Predictive analytics

Official Definition

The use of statistical algorithms, machine learning techniques, and data mining to identify the likelihood of future outcomes based on historical data.

Source: AIEOG AI Lexicon (Feb 2026), adapted from NIST AI 100-1 and industry usage

What predictive analytics means in plain language

Predictive analytics is the practice of using data and algorithms to forecast what is likely to happen next. It takes historical patterns and uses them to estimate the probability of future events — whether a borrower will default, whether a transaction is fraudulent, whether a customer will churn, or whether a market will move in a particular direction.

Predictive analytics has been used in financial services for decades (credit scoring is a classic example), but AI and machine learning have expanded both the sophistication and the scope of predictive capabilities. Modern predictive analytics can process larger datasets, incorporate more variables, detect nonlinear relationships, and update predictions in near real-time.
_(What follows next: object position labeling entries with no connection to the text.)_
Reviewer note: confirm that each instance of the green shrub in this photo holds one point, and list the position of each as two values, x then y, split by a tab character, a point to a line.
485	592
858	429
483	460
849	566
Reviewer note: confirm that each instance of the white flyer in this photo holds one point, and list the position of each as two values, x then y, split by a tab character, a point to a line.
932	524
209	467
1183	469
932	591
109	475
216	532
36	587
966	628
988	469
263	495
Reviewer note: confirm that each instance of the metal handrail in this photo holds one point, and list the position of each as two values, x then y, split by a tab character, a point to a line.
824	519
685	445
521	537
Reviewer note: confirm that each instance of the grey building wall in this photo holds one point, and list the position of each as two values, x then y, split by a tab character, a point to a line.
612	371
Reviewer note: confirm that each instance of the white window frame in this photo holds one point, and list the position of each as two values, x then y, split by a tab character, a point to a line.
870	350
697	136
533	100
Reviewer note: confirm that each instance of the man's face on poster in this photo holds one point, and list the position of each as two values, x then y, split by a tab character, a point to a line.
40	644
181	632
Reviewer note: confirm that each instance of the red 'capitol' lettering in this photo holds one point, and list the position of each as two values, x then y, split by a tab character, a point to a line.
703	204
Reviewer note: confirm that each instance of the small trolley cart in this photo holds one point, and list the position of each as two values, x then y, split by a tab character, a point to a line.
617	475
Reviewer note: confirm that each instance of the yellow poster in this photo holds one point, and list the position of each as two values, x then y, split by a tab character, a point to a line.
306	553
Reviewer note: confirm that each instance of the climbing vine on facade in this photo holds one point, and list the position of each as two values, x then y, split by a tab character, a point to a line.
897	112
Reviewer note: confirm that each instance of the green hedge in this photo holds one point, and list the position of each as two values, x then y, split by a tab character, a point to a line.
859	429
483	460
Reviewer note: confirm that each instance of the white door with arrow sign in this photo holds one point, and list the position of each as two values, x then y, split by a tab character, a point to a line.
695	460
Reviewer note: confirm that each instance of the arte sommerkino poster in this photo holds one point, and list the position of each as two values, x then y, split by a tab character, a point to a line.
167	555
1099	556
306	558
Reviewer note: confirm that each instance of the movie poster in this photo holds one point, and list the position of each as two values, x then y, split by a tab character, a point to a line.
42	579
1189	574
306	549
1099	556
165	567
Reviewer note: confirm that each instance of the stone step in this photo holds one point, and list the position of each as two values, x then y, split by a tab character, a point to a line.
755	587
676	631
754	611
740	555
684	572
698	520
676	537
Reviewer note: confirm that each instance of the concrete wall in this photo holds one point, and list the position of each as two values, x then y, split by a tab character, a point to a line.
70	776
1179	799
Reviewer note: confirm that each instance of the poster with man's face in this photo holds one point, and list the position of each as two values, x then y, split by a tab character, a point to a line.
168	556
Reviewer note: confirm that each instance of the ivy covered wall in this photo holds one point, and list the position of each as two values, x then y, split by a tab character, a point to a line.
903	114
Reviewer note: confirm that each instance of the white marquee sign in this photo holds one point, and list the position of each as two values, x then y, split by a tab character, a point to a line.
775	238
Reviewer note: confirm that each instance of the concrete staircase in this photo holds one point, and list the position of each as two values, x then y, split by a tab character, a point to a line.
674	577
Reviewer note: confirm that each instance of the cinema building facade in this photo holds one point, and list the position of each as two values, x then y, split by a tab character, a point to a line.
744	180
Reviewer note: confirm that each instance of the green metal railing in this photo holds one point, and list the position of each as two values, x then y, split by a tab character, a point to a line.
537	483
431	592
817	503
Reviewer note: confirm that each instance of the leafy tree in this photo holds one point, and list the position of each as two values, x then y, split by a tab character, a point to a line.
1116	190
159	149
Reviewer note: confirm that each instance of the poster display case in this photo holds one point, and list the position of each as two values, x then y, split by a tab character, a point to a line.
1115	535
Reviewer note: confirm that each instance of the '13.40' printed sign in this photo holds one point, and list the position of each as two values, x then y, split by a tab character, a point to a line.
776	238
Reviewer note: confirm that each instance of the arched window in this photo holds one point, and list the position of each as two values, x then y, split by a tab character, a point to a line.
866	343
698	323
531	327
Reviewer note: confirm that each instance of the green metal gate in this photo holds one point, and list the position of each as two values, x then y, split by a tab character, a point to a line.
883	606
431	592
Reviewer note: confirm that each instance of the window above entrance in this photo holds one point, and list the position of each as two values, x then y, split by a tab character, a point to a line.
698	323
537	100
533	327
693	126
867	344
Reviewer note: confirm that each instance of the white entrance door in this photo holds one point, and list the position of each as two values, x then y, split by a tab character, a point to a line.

The distinction between predictive analytics and AI is blurry. Traditional predictive analytics often uses statistical methods like logistic regression. AI-powered predictive analytics uses machine learning techniques like gradient boosting, neural networks, or ensemble methods. The governance obligations apply regardless of the technique.

Why it matters in financial services

Predictive analytics is foundational to financial services operations. Credit risk assessment, fraud detection, AML transaction monitoring, customer lifetime value modeling, insurance underwriting, and market risk estimation all rely on predictive models.
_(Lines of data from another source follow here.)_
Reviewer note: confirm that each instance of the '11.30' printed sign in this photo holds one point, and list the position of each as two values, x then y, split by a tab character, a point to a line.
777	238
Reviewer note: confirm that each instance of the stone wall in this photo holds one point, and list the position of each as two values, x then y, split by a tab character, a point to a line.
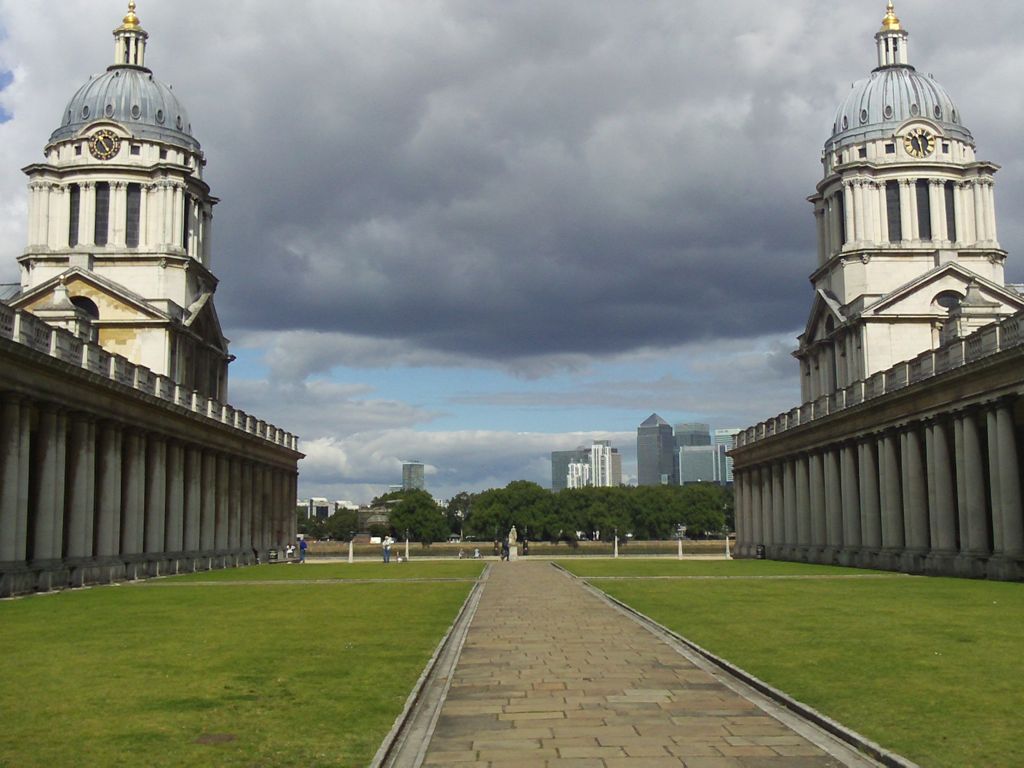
109	471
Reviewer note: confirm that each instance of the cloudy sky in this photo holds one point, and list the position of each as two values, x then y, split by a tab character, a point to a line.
473	231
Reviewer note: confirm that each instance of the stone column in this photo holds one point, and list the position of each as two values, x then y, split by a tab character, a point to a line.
970	467
223	486
851	500
870	508
914	493
208	507
834	502
803	505
235	505
817	487
109	492
1010	514
194	500
758	527
942	496
174	530
246	532
132	493
790	506
156	494
777	510
891	496
13	497
81	481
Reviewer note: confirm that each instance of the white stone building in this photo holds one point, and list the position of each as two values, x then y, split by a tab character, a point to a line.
120	224
906	227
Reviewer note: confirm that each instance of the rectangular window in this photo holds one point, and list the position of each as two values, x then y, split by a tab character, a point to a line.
893	212
134	204
924	209
950	212
102	219
76	207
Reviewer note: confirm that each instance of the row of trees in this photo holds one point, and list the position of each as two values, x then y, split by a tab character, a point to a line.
646	512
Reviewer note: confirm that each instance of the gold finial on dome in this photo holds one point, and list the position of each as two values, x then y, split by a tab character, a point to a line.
891	22
130	20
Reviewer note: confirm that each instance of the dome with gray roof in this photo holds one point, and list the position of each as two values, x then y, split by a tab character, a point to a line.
127	93
879	104
894	93
131	96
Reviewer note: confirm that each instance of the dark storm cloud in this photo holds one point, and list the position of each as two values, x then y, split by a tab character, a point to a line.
505	180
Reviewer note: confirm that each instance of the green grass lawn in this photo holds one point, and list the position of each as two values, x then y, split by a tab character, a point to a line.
930	668
335	571
231	675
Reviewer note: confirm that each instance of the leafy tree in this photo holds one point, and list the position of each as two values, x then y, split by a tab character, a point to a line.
418	513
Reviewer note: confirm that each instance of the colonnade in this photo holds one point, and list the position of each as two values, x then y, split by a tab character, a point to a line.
168	218
862	217
938	495
85	498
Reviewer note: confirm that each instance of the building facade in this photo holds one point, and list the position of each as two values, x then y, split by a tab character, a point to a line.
119	456
906	453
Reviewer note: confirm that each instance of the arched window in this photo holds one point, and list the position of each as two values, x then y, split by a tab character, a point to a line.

Because predictive analytics directly drives decisions that affect customers and the institution’s risk profile, it falls squarely within model risk management requirements. Predictive models used for lending decisions must also comply with fair lending requirements, adverse action notice obligations, and data privacy regulations.

Key considerations for compliance teams

  1. Apply model risk management. Predictive analytics models are models under SR 11-7 and should be governed accordingly.
  2. Validate prediction accuracy. Test that predictions are accurate, stable, and performing within expected parameters.
  3. Assess for bias. Predictive models can reflect and amplify historical biases. Test for disparate impact across protected classes.
  4. Ensure data quality. Predictive models are highly sensitive to data quality. Implement data quality controls and monitoring.
  5. Maintain explainability. For customer-facing predictions, maintain the ability to explain why a particular prediction was made.
  6. Monitor over time. Predictive accuracy can degrade as the underlying data patterns change. Implement ongoing performance monitoring.